One of the greatest challenges to the understanding of the nature of Jesus came from an Egyptian priest named Arius. Deeply influenced by Greek philosophy, Arius believed God was too perfect and unchanging to enter history. Jesus, he argued, had to be some sort of created being that was similar to God but not the same.
The Arian heresy, as his argument came to be known, was popular in many areas, but its popularity couldn’t hide the fact that it denied what Christ taught. The Council of Nicaea in 325 convened to confront the problems Arius created.
The council, which Brown says was where the church “voted” Jesus into divinity, did no such thing. In reality, it defended and affirmed Jesus’ own teaching — that he was “God from God, light from light, true God from true God.” Jesus Christ was both human and divine, the two natures joined in a mysterious and inseparable way.
The early church found Jesus’ dual nature so important because it understood that Christianity isn’t a set of ethical principles, interesting ideas or philosophical constructs, but the means of salvation. Christ must be both human and divine because it is the only way for humanity to be reconciled to God.
“The man Jesus Christ, who is God’s true Son, is the only one who could offer the Father a fitting atonement for sin,” Bishop Donald Wuerl wrote in “The Catholic Way.” “Not only does God save us, but he brings about salvation in a generous way, in a manner that honors the humanity he saves.”

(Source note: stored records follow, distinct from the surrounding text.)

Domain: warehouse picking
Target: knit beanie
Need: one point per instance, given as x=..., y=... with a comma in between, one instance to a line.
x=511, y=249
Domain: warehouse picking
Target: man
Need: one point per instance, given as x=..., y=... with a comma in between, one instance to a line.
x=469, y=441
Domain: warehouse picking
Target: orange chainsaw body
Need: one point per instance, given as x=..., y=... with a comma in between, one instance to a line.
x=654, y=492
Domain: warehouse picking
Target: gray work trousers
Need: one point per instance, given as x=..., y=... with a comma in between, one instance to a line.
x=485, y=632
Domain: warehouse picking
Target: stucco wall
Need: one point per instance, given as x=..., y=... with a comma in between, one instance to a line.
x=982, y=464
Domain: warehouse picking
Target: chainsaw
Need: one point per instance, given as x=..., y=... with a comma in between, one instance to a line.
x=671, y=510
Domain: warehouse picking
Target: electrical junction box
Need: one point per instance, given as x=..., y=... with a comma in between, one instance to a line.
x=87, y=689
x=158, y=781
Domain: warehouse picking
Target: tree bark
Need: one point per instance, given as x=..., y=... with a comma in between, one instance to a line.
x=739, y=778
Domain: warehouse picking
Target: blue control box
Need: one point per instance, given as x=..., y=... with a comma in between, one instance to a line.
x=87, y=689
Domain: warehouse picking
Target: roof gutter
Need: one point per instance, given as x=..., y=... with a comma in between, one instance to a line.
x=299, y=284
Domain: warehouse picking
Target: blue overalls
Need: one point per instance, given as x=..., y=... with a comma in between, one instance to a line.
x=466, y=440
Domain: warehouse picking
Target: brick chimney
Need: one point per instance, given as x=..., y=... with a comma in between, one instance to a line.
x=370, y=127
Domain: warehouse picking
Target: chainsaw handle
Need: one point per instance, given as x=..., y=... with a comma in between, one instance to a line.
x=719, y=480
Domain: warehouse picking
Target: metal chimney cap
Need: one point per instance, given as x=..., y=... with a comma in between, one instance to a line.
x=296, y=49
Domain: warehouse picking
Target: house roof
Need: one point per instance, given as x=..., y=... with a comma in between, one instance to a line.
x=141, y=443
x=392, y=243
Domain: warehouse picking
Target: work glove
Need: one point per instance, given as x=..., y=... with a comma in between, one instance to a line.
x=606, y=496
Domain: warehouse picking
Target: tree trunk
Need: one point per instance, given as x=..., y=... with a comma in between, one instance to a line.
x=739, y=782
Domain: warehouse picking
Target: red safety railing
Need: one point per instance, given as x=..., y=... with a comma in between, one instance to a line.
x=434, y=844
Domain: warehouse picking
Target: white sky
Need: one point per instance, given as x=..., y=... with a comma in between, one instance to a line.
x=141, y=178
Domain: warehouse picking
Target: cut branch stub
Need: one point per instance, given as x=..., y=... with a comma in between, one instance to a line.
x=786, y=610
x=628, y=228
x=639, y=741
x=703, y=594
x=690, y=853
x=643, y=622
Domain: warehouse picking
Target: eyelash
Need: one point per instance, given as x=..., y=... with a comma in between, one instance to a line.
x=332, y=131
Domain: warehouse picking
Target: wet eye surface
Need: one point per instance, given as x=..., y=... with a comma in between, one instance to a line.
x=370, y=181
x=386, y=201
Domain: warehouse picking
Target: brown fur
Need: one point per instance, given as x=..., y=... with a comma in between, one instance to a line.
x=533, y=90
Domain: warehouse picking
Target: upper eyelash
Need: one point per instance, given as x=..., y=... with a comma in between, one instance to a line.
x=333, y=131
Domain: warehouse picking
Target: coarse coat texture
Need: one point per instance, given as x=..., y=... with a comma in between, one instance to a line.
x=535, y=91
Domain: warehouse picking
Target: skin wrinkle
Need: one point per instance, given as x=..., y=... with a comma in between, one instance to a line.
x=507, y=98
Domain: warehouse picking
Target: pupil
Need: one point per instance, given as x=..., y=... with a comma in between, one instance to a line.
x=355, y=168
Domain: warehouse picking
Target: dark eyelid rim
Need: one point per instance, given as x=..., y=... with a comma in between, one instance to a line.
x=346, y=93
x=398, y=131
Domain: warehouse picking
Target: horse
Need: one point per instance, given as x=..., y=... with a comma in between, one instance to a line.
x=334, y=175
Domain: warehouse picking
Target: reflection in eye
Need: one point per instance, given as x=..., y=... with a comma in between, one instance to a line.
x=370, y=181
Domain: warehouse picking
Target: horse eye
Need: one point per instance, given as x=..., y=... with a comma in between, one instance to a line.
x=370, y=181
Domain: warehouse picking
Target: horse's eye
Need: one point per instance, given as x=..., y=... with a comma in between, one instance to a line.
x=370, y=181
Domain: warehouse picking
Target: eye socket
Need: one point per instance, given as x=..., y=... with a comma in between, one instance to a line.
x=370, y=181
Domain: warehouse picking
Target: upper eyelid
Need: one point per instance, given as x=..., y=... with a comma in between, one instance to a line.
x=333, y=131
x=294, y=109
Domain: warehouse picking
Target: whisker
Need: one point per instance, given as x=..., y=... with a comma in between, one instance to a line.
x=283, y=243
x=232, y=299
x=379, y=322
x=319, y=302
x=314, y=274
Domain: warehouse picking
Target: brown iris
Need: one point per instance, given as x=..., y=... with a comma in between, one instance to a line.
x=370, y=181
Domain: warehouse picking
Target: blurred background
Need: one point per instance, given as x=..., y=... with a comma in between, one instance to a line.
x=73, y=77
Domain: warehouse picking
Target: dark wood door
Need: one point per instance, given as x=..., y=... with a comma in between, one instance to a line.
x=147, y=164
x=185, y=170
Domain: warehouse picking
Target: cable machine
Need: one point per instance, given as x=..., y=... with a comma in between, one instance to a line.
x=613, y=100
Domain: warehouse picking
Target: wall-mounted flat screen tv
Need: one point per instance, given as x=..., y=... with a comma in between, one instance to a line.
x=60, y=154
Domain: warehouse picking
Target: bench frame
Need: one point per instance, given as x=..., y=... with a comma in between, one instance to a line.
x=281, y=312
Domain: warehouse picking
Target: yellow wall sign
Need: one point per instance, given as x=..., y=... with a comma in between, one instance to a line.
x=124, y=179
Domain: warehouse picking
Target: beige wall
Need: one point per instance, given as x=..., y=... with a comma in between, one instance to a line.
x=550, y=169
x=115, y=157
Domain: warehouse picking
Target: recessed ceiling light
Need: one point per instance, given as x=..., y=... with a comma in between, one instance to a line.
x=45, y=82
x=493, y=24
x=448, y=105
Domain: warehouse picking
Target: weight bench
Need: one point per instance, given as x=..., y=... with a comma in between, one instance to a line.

“If Christ was not truly one of us, then he did not participate in the human nature that died and rose,” Bishop Wuerl wrote in another passage. “Hence, the restoration of creation and certainly the restoration of our fallen human nature would not be accomplished.”
Like the early church, we need Jesus Christ, and we need him because he is human and because he is divine. Those who would strip Jesus of his divinity, as Brown does, create a Christ who is a wise teacher who says nice things and wins popularity contests. But Brown’s Christ cannot save.
The real Jesus, the Jesus of the faith, has always been a stumbling block for those who would follow a savior of their own creation or demand “proof” that only faith can give. “Jews demand signs and Greeks seek wisdom, but we preach Christ crucified, a stumbling block to Jews and folly to Gentiles,” St. Paul told the Corinthians in the first century. Nevertheless, he urged, “The foolishness of God is wiser than men” (1 Cor 1:22-25).
The church’s teaching about Christ’s divinity is the essential truth, the cornerstone of Christian faith. And it always was.